I wonder how they are called from schedule().
How much memory is on this server? By increasing the max block size to 32k
and increasing the number of nfsd, you can easily run the machine out of
memory since each nfsd will allocate 32K for a place for incoming messages...

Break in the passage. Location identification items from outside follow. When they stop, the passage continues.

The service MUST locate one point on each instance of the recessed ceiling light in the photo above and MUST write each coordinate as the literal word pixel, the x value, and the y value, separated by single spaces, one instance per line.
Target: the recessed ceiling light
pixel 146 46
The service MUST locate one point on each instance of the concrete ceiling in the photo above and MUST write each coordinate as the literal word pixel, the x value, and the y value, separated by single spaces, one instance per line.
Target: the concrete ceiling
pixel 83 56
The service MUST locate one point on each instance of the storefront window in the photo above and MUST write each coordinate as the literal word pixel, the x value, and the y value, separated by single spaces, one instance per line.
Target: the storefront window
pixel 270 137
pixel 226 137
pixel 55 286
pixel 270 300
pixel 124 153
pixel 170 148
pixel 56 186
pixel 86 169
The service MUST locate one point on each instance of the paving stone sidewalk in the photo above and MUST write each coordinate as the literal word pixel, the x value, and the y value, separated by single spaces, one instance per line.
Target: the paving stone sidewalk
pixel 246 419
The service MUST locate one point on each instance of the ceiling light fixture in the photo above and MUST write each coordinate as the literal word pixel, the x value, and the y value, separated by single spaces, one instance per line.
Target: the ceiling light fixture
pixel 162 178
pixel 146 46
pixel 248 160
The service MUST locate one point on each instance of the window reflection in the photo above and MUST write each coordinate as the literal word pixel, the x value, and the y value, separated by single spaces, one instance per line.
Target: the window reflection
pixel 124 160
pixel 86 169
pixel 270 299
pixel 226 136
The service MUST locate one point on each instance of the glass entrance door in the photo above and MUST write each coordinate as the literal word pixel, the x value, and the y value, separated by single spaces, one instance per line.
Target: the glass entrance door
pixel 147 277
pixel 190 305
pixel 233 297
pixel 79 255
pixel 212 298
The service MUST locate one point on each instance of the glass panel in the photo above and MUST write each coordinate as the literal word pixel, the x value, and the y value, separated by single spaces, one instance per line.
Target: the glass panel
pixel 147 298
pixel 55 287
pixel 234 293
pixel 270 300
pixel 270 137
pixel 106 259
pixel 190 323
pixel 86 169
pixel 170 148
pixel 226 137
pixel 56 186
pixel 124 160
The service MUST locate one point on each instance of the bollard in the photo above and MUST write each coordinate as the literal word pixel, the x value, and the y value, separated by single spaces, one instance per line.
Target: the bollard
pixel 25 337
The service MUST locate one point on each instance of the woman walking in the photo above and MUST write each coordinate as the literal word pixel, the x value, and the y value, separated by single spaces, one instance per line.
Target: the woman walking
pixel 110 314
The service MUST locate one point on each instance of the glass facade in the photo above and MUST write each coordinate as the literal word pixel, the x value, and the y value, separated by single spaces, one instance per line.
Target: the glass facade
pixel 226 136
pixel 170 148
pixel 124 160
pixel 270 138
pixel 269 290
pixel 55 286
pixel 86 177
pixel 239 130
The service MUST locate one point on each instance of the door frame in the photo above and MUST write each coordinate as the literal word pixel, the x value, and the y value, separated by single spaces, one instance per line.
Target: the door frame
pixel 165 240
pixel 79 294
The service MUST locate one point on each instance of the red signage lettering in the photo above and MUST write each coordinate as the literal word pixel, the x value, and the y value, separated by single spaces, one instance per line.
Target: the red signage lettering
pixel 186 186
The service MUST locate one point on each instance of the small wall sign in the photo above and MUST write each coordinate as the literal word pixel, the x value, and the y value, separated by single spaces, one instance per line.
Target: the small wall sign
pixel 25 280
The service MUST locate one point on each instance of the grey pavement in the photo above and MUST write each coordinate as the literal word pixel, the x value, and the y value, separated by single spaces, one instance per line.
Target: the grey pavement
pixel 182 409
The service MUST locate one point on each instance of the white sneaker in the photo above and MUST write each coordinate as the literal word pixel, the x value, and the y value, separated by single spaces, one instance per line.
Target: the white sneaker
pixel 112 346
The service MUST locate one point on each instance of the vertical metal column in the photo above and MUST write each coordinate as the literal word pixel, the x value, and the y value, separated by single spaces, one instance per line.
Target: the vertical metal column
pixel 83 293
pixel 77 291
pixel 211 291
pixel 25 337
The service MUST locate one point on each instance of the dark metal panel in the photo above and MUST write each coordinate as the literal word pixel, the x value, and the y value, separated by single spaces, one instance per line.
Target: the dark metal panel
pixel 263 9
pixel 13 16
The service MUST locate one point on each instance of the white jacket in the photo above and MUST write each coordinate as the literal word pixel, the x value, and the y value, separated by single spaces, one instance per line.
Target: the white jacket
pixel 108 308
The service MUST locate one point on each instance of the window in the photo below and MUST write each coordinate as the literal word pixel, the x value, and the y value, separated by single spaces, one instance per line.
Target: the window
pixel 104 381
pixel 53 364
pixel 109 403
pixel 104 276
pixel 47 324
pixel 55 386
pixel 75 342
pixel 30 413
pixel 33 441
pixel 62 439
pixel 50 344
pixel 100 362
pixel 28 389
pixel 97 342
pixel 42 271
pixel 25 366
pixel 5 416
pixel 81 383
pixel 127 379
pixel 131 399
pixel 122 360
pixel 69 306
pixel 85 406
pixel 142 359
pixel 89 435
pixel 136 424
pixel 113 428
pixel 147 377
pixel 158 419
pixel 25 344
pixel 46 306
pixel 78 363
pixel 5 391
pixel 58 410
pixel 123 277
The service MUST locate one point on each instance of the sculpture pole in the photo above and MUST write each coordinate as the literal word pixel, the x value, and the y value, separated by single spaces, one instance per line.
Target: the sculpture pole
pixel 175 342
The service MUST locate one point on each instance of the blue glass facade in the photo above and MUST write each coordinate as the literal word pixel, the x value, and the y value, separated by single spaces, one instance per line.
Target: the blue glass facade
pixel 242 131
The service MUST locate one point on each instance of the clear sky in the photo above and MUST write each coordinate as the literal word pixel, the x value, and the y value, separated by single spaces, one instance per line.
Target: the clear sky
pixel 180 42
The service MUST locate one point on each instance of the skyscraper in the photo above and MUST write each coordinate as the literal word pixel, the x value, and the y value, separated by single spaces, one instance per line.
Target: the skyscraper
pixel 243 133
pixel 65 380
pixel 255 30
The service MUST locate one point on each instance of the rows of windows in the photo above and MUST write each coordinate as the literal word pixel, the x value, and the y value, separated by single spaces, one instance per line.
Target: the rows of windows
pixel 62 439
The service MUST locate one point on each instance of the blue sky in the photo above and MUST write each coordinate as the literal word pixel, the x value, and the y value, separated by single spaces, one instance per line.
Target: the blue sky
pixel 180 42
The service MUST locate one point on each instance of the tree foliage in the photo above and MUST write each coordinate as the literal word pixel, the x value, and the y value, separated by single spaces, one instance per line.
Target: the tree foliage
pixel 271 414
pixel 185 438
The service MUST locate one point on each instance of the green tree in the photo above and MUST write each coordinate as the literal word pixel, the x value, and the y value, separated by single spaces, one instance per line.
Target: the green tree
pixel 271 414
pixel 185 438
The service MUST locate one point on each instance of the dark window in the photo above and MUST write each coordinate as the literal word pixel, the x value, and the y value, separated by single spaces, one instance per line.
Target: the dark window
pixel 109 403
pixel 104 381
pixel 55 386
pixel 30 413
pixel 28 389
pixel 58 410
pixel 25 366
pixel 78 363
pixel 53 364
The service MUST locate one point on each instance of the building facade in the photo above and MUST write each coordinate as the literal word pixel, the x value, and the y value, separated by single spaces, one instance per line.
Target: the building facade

Please post the output of a SysRq-M, which will show the state of memory.
It has 2gigbytes.
total used free shared buffers cached
Mem: 2055444 486108 1569336 0 146644 94768
-/+ buffers/cache: 244696 1810748
Swap: 2040244 0 2040244
Zone:DMA freepages: 2892 min: 0 low: 0 high: 0
Zone:Normal freepages: 1922 min: 1278 low: 4543 high: 6303
Zone:HighMem freepages: 1236 min: 255 low: 4606 high: 6909
Free pages: 6050 ( 1236 HighMem)
( Active: 23097/354529, inactive_laundry: 97873, inactive_clean: 8512, free: 6050 )
aa:0 ac:0 id:0 il:0 ic:0 fr:2892
aa:0 ac:14036 id:136504 il:36767 ic:4190 fr:1922
aa:3742 ac:5319 id:218025 il:61106 ic:4322 fr:1236
2*4kB 3*8kB 5*16kB 4*32kB 3*64kB 1*128kB 1*256kB 1*512kB 0*1024kB 1*2048kB
2*4096kB = 11568kB)
46*4kB 84*8kB 75*16kB 14*32kB 3*64kB 3*128kB 0*256kB 1*512kB 0*1024kB 0*2048kB
1*4096kB = 7688kB)
32*4kB 26*8kB 16*16kB 24*32kB 26*64kB 7*128kB 2*256kB 1*512kB 0*1024kB 0*2048kB
0*4096kB = 4944kB)
Swap cache: add 0, delete 0, find 0/0, race 0+0
20448 pages of slabcache
482 pages of kernel stacks
0 lowmem pagetables, 428 highmem pagetables
32 bounce buffer pages, 32 are on the emergency list
Free swap: 2040244kB
524272 pages of RAM
294896 pages of HIGHMEM
10411 reserved pages
384100 pages shared
0 pages swap cached
I think the problem happened because of the switching hub.
With a new hub, NFS works nicely.
Thank you, Steve. I appreciate your help.
I will use TCP rather than UDP with 32KB buffer, anyway.
Hello, Yoshihiro. Should this bug report be closed as NOTABUG?
Hi, Ernie. I am going to post the status change with this message.